The UK Biobank (UKBB) is a long-term resource arising from a prospective study which has recruited approximately 500,000 participants, from across the United Kingdom, with the aim of investigating the contributions of genetics and environment to the development of disease. Genotype data for approximately 490,000 participants together with a wide range of phenotype data are available as described by Sudlow et al [1].
Self-Reported Medications
Medications taken by participants can be a valuable indicator of disease status. Medication data were captured at the time of participant assessment centre visits in two steps; participants first indicated, via a touch-screen questionnaire, if they were currently taking any of certain important classes of medication. These were blood pressure lowering drugs, cholesterol lowering drugs, hormone replacement therapy and also if they were regularly taking over the counter medications including vitamins and supplements. In the interview which followed, a trained member of staff confirmed information indicated via the touch screen questionnaire, and selected details of particular drugs taken from a list of possible alternatives. Other medications currently taken at the time of the interview were captured during the interview. “Current” did not include taking of antibiotics or other short-term medications. There is no published structure in the UKBB-assigned medication codes and no means of grouping medicines into categories based on, for example, disease area or drug class. Furthermore, a mixture of trade names and generic drug names have been included in descriptions without any direct information on their equivalences, and while formulations are given in some cases (for example, Lipitor 10mg tablet), this does not indicate dosage (how many tablets and how many times per day). The UKBB medications coding table, which list codes versus medication descriptions and participant report count, is publicly available from the UKBB data showcase [3] as a separate download. Table 1 shows an excerpt from this table, in which there are a number of groupings which could be made, for example Atorvastatin and Lipitor, respectively the generic and a brand name for the same cholesterol lowering drug, have separate UKBB codes and were reported by significant numbers of participants, of whom only 326 reported taking both.
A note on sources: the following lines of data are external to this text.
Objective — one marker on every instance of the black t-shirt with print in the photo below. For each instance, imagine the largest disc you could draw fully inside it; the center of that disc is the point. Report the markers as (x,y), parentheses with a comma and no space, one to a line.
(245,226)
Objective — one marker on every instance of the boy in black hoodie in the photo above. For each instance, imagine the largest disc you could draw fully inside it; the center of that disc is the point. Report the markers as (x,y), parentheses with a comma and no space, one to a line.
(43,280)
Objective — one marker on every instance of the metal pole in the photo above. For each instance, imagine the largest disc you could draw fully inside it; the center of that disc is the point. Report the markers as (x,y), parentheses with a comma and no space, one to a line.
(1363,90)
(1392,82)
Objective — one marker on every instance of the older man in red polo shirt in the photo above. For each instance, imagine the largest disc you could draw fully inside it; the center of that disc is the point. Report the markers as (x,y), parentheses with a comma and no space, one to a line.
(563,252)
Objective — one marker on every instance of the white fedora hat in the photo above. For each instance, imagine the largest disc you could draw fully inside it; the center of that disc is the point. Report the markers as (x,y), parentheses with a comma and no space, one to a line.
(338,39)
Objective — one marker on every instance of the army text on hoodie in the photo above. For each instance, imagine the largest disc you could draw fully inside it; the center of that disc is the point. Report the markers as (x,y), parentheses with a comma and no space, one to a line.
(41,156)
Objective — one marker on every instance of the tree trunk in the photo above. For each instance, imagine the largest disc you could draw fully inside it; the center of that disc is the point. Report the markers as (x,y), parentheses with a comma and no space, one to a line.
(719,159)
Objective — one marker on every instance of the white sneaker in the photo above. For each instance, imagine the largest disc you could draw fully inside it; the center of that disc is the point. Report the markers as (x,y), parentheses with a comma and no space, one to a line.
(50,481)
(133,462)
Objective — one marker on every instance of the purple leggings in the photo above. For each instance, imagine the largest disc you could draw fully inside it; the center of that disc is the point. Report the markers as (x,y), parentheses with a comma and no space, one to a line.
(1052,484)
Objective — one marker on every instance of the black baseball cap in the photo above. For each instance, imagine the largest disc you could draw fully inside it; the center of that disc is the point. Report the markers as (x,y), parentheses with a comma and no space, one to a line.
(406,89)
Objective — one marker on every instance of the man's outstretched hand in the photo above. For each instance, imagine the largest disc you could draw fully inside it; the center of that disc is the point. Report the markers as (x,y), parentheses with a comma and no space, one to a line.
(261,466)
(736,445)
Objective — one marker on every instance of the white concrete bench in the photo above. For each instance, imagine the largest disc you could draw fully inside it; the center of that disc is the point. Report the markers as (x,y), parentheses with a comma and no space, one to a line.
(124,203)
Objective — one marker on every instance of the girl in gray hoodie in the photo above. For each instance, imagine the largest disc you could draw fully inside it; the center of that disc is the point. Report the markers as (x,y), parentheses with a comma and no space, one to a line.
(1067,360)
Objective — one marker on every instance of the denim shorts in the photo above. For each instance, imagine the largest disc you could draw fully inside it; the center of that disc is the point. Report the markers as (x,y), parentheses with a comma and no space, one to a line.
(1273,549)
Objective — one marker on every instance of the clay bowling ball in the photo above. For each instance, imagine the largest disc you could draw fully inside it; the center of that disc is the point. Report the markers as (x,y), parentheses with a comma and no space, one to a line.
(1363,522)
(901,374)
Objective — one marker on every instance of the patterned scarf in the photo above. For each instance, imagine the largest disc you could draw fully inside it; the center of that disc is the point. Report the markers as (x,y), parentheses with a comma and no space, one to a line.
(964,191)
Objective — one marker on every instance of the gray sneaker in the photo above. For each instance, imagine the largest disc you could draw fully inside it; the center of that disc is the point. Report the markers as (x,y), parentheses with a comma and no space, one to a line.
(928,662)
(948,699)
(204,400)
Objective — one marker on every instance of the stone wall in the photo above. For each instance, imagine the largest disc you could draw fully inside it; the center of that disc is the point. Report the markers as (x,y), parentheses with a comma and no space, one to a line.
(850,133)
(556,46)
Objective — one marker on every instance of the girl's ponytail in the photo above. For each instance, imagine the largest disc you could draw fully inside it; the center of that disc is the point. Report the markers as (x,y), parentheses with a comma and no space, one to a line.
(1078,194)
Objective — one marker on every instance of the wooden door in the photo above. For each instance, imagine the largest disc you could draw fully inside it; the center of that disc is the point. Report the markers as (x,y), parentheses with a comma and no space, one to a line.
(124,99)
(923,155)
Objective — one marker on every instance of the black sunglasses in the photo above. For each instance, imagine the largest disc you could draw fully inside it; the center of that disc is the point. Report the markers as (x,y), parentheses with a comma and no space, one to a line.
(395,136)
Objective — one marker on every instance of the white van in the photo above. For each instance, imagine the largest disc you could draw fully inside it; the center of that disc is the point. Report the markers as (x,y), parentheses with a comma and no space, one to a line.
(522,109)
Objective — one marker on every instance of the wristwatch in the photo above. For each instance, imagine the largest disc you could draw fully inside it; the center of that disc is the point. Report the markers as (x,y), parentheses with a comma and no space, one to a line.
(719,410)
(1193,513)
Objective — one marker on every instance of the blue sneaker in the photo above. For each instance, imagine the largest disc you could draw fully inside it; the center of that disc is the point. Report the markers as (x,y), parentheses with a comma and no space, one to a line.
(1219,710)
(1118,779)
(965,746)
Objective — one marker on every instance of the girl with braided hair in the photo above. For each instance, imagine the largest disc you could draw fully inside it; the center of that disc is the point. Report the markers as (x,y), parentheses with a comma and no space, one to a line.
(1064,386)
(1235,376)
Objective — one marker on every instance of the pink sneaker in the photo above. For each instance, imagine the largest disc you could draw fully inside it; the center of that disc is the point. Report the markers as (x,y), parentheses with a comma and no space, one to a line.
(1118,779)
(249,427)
Similarly, there are two items listed in the excerpt for salbutamol plus salbuvent is also a brand name for salbutamol.
Information on medication can be used to derive a range of phenotypes as stand-alone proxies for clinical phenotypes or as additional evidence in combination with other UKBB-derived phenotypes. For example, a participant might report that a medication (for example, a long acting beta adrenoceptor agonist) is being taken currently, indicating a diagnosis of asthma. In addition, there might be a record of an ICD10 code, assigned at the time of a hospital episode, indicating an asthma exacerbation.
A recent study has used the UKBB medication codes and descriptions directly as proxies for phenotypes [4] and UKBB medication codes have been used singly in fine-grained unstructured PheWAS data [5], though these would suffer from the problem of the appearance of participants taking related medication as controls for any given medication in an analysis. In this paper we show that our method for grouping related medications under ATC or BNF classifications, can eliminate false controls.
Drug Classification Systems
Drug classification systems are published by the World Health Organisation as the Anatomical Therapeutic Chemical (ATC) [6] system and by the British National Formulary (BNF) [7].
The ATC system consists of a hierarchy in which levels defined by prefixes of the full designation string for a compound are used to group drug therapies. For example:
ATC level1: R = Respiratory System
ATC level2: R03 = Drugs for Obstructive Airway Diseases
ATC level3: R03A = Adrenergenics, Inhalants
ATC level4: R03AC = Selective beta-2-adrenoreceptor agonists
ATC level5: R03AC02 = Salbutamol
ATC codes and descriptions were sourced from the ChEMBL database [8], which is “a curated database of bioactive chemicals with drug-like properties” maintained at the European Bioinformatics Institute (EBI), for testing purposes. The ChEMBL database is available as a free download in several database formats [9].
The BNF system uses a hierarchy of chapters, sections and subsections followed by codes to uniquely identify a drug. For example:
BNF chapter 3: Respiratory System
BNF section 3.1: Bronchodilators
BNF subsection 3.1.1: Adrenoceptor Agonists
BNF code 0301011R0BPADAW: SALBUTAMOL 400 CYCLOCAPS_CAP 400MCG
BNF coding is available at the Health Informatics Centre (HIC) of the University of Dundee as part of NHS-supplied data and this paper describes HIC’s use of this resource in classifying UKBB self-reported medication data.
The project aim was to design, write and test software to facilitate classification of self-reported medications in such a way that the data can effectively contribute to defining or refining clinical phenotypes, either alone or assembled from multiple sources within the UKBB data.